From the beginning of the Church, then, there has been a struggle to embrace the new while attempting to preserve and honor the old.  So it has been throughout the Church’s history — progress in the understanding of the kingdom of God as Jesus taught straining against tradition, against established dogma and ritual.  We see it playing out today as well.  Vatican II was a radical break with tradition in many ways while honoring the basic beliefs of the Church, the creed.  It is a rule of nature, God’s creation, that for every action there is a reaction.  We are witnessing a reaction in today’s Church.  Barclay again, “The history of progress is the history of the overcoming of the prejudices of the shut mind.  Every new idea has had to battle for its existence against the instinctive opposition of the human mind….It may be that we would do well to remember that when any living thing stops growing, it starts dying.”

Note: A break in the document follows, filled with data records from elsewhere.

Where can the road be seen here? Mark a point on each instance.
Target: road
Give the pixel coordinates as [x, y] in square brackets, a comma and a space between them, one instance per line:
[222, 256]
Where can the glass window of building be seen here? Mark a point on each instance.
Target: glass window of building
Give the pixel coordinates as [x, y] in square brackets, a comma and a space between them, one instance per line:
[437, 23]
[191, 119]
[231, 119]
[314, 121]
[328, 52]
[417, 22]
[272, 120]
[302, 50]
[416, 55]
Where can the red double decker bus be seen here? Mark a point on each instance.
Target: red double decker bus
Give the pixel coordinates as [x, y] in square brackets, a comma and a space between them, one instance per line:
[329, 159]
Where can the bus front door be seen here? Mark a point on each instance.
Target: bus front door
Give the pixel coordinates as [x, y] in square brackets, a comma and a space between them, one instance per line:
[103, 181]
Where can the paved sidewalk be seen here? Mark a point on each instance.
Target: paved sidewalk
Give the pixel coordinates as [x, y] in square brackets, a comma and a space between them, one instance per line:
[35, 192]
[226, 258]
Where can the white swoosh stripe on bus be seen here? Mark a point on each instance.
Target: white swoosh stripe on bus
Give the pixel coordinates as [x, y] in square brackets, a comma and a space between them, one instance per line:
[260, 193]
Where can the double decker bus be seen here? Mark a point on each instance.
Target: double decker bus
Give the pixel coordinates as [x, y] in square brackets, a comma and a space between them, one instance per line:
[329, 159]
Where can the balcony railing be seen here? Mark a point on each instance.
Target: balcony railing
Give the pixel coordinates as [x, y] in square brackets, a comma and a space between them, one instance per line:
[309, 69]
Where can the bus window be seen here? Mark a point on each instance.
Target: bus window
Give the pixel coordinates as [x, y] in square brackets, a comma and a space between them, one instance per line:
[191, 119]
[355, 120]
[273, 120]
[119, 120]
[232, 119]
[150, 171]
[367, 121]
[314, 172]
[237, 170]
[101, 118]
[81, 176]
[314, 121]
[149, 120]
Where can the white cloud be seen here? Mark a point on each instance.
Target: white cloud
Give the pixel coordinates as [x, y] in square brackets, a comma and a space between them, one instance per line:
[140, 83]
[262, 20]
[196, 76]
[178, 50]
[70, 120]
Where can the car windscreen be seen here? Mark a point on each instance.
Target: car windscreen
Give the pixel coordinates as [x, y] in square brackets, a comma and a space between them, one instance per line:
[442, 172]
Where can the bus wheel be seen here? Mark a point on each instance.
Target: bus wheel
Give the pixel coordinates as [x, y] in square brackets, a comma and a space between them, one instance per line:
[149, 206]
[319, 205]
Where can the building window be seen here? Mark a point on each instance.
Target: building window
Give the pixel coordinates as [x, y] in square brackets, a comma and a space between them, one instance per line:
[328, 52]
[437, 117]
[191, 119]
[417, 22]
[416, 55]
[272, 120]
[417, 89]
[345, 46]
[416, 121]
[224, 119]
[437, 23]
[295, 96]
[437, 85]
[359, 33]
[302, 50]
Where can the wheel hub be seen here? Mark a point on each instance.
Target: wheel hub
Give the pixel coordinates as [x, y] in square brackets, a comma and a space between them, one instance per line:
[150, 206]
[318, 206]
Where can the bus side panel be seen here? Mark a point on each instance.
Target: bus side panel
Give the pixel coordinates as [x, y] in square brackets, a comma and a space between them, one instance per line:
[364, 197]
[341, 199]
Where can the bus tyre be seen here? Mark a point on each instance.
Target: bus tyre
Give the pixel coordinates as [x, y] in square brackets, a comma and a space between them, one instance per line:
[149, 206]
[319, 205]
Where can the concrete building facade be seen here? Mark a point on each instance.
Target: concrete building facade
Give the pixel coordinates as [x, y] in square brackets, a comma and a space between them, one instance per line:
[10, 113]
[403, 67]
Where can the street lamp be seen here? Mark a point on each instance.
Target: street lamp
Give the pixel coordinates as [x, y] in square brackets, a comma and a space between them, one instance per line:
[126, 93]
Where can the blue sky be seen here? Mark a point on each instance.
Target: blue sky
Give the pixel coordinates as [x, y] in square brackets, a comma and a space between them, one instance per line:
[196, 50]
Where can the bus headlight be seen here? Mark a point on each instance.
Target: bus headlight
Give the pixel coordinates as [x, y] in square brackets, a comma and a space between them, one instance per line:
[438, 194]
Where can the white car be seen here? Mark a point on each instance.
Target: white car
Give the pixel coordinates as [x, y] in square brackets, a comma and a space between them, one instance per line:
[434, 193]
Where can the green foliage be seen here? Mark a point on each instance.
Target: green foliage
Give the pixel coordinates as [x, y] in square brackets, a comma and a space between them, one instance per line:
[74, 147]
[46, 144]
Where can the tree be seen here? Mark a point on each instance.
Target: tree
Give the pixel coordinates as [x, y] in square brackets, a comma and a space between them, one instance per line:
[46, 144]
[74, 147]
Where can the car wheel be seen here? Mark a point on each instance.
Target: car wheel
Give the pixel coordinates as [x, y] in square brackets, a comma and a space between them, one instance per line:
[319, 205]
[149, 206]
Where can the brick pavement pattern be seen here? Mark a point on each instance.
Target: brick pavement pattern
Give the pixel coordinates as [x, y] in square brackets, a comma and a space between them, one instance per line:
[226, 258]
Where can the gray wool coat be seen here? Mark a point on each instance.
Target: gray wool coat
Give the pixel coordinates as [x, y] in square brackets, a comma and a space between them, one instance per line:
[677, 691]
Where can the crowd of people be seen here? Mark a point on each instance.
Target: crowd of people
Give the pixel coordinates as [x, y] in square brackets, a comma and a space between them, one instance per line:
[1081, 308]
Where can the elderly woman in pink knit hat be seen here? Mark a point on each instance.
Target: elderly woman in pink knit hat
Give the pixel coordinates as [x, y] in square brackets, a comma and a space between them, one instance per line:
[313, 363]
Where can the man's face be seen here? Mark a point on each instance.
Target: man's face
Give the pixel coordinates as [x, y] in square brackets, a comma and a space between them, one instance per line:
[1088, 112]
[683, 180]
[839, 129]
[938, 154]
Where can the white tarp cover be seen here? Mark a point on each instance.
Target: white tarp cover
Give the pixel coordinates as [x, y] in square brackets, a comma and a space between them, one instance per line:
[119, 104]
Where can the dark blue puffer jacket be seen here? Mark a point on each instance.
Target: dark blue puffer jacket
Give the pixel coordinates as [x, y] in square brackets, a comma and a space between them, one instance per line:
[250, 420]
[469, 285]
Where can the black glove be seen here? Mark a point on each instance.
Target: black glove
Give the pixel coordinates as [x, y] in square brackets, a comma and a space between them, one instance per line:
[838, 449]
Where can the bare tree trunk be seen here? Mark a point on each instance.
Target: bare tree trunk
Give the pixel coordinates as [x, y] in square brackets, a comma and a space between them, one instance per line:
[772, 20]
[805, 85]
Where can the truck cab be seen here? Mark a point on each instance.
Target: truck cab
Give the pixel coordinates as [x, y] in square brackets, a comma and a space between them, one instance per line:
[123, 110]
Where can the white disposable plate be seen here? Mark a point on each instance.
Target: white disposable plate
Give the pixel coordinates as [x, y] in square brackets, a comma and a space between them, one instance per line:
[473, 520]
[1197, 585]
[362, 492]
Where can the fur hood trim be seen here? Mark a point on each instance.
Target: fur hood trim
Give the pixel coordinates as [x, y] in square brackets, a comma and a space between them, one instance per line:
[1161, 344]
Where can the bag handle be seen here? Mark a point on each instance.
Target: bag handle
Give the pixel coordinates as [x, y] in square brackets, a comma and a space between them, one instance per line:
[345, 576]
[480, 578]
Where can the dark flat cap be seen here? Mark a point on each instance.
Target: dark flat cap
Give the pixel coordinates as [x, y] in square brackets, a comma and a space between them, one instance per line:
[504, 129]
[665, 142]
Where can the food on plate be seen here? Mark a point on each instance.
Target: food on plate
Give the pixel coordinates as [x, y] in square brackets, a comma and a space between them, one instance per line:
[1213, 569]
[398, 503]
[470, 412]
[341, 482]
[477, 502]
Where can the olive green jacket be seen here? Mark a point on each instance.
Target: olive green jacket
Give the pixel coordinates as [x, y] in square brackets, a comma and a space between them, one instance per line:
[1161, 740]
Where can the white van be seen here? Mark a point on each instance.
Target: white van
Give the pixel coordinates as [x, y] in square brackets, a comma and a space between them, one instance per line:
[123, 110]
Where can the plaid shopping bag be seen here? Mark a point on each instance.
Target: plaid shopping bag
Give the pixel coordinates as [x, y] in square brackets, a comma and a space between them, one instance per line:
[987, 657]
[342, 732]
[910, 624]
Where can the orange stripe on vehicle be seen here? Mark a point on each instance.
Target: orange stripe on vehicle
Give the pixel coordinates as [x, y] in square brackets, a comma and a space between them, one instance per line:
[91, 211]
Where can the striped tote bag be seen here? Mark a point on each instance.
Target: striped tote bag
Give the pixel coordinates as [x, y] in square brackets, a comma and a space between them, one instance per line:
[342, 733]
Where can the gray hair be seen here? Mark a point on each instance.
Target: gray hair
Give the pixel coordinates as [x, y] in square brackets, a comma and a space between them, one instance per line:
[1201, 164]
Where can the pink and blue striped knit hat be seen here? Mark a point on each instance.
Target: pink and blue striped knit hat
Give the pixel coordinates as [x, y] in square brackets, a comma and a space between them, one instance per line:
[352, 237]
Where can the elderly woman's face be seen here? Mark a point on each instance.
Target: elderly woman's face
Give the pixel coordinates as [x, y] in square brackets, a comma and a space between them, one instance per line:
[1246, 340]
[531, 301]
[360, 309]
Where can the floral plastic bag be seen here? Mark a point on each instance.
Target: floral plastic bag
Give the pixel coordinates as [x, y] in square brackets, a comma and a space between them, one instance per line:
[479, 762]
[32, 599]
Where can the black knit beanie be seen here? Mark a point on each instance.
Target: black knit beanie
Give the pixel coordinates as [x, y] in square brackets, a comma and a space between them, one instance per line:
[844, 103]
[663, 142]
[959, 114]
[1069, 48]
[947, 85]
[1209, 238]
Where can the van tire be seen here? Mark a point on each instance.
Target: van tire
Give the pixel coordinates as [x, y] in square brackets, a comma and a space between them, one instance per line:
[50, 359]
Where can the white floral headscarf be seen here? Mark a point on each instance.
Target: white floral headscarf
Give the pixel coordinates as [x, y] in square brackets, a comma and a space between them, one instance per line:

This struggle is painful.  Sanford in The Kingdom Within writes, “It is because of the crisis-bringing nature of the kingdom that it has the power to bring a storm into our lives….When this happens, an ingredient called ‘faith’ is of crucial importance, for with this ingredient one finds that the storm is not chaotic but is under the control of the higher Power of the Son of Man.  The storm is great indeed, but the Power of God is greater, and all the turbulent events are under his authority as he established himself in the soul.”
The kingdom of God has a crisis-bringing nature.  It’s helpful to acknowledge that this is a natural course; it is to be expected.  And it is to be encountered with faith in God’s authority.
That’s what I need to keep in mind.  As I struggle with the Church’s reaction to pressures for change, I need to remember that all this is under God’s authority.  It may be that the cloak may be torn asunder or that new wineskins will be created for the new wine so that both can be preserved.  What He wants me to do is to keep an open mind, to try to embrace the new while honoring the old.  I so often become impatient and ill-tempered, critical and judgmental.  As Crosby writes, “[I]deally the truly ‘catholic’ Catholic would have an anchor in one theological stance without rejecting key elements of the other.”  Good advice for me that comes from Matthew today.